Nine University College staff volunteered to act as trainers and facilitators in a signature experience that introduced first-year students to the University and its culture. The First-Year Experience program was identified in Syracuse University’s Academic Strategic Plan and was supported by the work of the Chancellor’s Council on Diversity and Inclusion.

The campus-wide initiative helped first-year students become engaged in the campus community through dialogue about identity and belonging, health and wellness, and diversity and inclusion.

Elizabeth Green, director of Online Student Success, trained lead and peer facilitators on the content of SEM 100—a shared reading discussion. “It was an incredible experience to learn more about the perspectives of the facilitators and their innovative ideas for how to engage students in meaningful ways,” Green said. “Trevor Noah’s book, Born a Crime, was an exceptional choice for this shared reading experience.” She said that the themes of inclusion, social injustice, and belonging provided a framework for rich and engaging dialogue.
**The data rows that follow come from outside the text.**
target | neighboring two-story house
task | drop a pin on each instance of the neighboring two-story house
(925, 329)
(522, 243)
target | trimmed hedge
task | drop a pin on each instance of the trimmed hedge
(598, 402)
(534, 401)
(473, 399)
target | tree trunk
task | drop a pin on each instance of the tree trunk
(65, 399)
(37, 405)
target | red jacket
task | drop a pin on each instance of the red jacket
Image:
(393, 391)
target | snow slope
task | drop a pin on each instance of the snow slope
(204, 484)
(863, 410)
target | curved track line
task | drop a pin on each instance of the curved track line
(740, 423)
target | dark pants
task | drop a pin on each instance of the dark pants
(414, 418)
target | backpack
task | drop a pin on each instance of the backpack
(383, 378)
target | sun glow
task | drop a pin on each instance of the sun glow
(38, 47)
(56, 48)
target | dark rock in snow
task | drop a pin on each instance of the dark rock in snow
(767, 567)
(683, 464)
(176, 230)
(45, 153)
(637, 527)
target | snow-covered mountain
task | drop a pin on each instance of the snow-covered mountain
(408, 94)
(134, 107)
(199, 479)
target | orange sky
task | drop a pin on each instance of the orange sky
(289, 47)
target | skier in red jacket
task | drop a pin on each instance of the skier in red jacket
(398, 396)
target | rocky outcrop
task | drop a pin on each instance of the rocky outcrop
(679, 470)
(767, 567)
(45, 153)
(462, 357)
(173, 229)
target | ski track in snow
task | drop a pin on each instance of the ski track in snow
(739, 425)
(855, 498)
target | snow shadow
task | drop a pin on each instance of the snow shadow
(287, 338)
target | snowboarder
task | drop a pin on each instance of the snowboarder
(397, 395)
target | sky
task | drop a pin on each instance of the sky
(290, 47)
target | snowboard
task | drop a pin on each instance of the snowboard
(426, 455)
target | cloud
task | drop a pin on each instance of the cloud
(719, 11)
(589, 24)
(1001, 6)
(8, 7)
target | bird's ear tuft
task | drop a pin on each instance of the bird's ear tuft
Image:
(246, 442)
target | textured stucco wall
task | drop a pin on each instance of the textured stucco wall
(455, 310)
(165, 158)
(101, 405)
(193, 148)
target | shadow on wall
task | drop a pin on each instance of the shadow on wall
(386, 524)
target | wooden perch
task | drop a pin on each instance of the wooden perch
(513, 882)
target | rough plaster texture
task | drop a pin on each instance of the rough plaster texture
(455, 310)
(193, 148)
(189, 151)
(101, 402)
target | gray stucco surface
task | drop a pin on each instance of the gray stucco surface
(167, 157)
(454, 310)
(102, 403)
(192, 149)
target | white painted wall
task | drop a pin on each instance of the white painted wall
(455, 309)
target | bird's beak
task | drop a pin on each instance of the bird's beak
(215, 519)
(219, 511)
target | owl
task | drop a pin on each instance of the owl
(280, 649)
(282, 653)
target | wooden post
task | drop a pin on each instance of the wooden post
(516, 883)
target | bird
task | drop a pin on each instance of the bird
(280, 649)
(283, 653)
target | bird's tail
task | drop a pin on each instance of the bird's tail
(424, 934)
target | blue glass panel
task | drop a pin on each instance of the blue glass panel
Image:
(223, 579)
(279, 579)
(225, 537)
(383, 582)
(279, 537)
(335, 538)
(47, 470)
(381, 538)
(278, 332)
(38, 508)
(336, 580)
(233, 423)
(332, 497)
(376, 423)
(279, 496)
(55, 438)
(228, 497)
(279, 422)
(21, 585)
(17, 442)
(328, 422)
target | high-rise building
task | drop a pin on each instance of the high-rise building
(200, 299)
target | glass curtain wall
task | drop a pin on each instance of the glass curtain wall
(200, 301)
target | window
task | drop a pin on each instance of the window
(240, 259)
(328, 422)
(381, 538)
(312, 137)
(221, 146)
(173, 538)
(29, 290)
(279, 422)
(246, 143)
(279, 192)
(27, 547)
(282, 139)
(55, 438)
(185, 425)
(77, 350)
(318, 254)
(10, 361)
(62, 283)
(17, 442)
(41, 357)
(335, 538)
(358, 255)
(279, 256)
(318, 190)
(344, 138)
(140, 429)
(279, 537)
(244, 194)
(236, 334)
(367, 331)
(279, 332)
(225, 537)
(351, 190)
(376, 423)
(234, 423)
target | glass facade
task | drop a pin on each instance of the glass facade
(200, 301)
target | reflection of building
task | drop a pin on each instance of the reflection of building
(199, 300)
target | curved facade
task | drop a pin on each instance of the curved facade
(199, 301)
Charlotte Stahrr, program administrator at University College, acted as a facilitator. “The students were engaged and insightful during our discussions,” said Stahrr. “While we did occasionally go off topic, I think it helped the students get to know each other better and realize that people from different backgrounds are more alike than they thought.”

“The facilitators and students both felt supported in stepping out of their comfort zones and pushing their awareness on important and relevant topics,” Green added.

The five-week shared experience enrolled 3,778 students. “I definitely think the students found real value in the exercise,” said Stahrr. “They learned more about their peers—and about themselves.”